It lit up Marag Spring, and showed the men of Bowshun each other frozen in gasping terror-literally frozen, only their eyes obeying their utmost straining efforts to move. Though the brown radiance was already fading, it held them like an iron-hard, unyielding claw-and its source was a cold-eyed man in robes now stepping carefully around trees until he could set foot on the trail. Other men walked with him, some in Serpent-robes and some in the motley armor of down-at-heel hireswords.

"Fangbrother," Scaled Master Arthroon said in satisfaction, "make ready." A robed priest snapped orders, and hireswords lumbered forward to each of the four mute captives, drew a knife, and looked to Arthroon. He nodded and said flatly, "Now."

Four throats were cut with savage ease, gurgling bodies slumped and toppled, and full darkness returned to the trail.

"Kick them into the stream," Arthroon said sharply. "Off the trail, every trace of them. The moon's rising, and I want us gone from sight before the good folk of Bowshun answer the Serpent's call."

Fangbrother Khavan conjured up a glowing, floating serpent's head that moved at his bidding. The Scaled Master gave it a sour look but said no word of rebuke, as the hireswords bent swiftly to work.

By the time they were done, moans of awe and cries of "Look!" were coming from down the trail. The serpent-head had been seen.

"Off the trail," Arthroon ordered quietly. "Stop as soon as you cross the spring." Obediently the Serpent-party melted into the trees.

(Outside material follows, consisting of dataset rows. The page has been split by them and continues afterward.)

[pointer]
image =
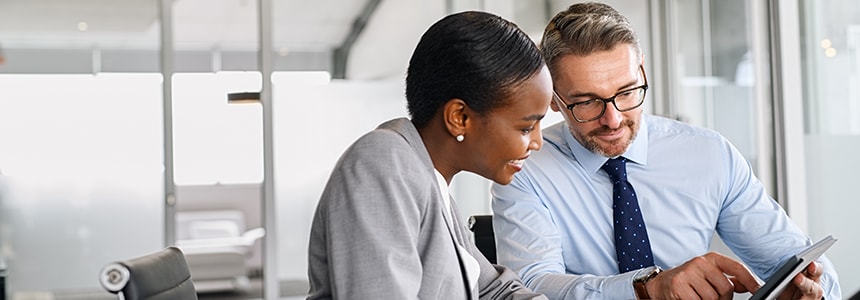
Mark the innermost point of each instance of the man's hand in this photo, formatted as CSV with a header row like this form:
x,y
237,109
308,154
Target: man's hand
x,y
806,285
710,276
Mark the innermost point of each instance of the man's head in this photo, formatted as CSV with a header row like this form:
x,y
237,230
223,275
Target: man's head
x,y
593,54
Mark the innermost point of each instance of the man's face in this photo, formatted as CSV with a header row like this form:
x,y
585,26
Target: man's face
x,y
599,75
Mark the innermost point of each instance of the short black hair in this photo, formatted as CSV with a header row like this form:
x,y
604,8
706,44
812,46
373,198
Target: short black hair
x,y
475,56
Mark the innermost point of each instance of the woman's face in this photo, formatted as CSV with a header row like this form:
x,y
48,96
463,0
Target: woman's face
x,y
503,138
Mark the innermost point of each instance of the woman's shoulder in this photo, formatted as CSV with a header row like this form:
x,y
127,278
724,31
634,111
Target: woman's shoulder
x,y
387,147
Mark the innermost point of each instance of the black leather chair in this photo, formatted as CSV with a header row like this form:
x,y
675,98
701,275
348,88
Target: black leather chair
x,y
161,275
485,239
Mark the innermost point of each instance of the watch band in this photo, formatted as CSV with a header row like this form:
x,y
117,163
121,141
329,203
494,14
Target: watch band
x,y
639,283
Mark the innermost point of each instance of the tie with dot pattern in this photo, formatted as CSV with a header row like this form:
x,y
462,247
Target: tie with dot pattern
x,y
632,247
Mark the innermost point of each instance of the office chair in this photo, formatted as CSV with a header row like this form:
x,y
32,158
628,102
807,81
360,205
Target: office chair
x,y
157,276
485,239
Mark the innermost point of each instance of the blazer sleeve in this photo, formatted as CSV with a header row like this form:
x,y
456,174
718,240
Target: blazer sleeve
x,y
371,210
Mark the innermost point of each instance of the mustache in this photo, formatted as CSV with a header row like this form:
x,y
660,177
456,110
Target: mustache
x,y
605,129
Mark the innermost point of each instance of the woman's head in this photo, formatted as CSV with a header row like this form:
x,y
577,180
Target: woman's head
x,y
476,75
474,56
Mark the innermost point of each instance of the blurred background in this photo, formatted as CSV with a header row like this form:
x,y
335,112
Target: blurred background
x,y
117,137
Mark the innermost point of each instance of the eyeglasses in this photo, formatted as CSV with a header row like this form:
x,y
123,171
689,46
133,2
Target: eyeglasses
x,y
593,109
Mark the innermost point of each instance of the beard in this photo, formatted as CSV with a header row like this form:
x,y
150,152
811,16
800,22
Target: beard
x,y
614,148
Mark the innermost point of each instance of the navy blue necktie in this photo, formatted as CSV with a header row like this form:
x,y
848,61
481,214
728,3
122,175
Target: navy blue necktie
x,y
632,247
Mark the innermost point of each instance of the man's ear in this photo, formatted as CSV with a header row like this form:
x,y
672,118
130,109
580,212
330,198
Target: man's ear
x,y
553,104
455,116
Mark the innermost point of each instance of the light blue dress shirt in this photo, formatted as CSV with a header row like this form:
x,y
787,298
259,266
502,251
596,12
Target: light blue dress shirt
x,y
553,223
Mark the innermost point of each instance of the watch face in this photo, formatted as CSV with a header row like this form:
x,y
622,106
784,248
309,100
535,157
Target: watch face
x,y
654,270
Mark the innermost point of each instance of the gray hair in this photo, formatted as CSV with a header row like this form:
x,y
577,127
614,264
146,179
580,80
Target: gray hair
x,y
583,29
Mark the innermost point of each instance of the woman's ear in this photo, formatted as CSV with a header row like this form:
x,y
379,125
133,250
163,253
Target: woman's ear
x,y
455,116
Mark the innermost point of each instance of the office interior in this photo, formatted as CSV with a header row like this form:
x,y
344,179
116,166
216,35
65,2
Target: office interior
x,y
117,138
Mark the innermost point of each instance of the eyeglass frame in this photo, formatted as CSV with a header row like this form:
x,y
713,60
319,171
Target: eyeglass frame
x,y
606,101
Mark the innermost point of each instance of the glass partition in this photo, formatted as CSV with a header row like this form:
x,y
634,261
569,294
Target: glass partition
x,y
830,37
81,174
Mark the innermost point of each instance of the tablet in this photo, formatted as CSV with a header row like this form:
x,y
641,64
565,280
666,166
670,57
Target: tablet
x,y
793,266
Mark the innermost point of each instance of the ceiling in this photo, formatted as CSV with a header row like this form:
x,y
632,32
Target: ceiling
x,y
196,23
318,26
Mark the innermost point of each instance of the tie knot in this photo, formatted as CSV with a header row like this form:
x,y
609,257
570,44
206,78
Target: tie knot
x,y
616,168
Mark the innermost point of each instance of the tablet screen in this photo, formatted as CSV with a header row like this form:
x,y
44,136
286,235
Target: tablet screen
x,y
794,265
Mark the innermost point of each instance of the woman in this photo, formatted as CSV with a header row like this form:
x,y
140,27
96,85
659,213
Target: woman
x,y
385,227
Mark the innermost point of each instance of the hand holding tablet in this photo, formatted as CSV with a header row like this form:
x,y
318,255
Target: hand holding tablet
x,y
793,266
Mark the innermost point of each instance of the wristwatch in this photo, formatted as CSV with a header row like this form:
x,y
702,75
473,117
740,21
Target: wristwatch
x,y
639,281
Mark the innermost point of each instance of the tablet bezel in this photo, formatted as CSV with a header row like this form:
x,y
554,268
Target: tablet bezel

Cold blue moonlight was growing steadily stronger, and by its light the silently watching Serpents saw folk of Bowshun hastening past the sprawled, unseen bodies of four of their own men, to reach Emdel's Glade and hear the Serpent's call.

Maelra came out of her scheming with a start. There! A throbbing, a twinge of awakened power!

Intruding magic was trying to enter the largest scrying-crystal she'd enspelled. It couldn't be Uncle Multhas, for her own covert use of his smallest crystal was at this very moment displaying a wavering image of him hurrying up the staircase where Uncle Dolmur hung all those splendid paintings, through veil after veil of Dolmur's strong wards.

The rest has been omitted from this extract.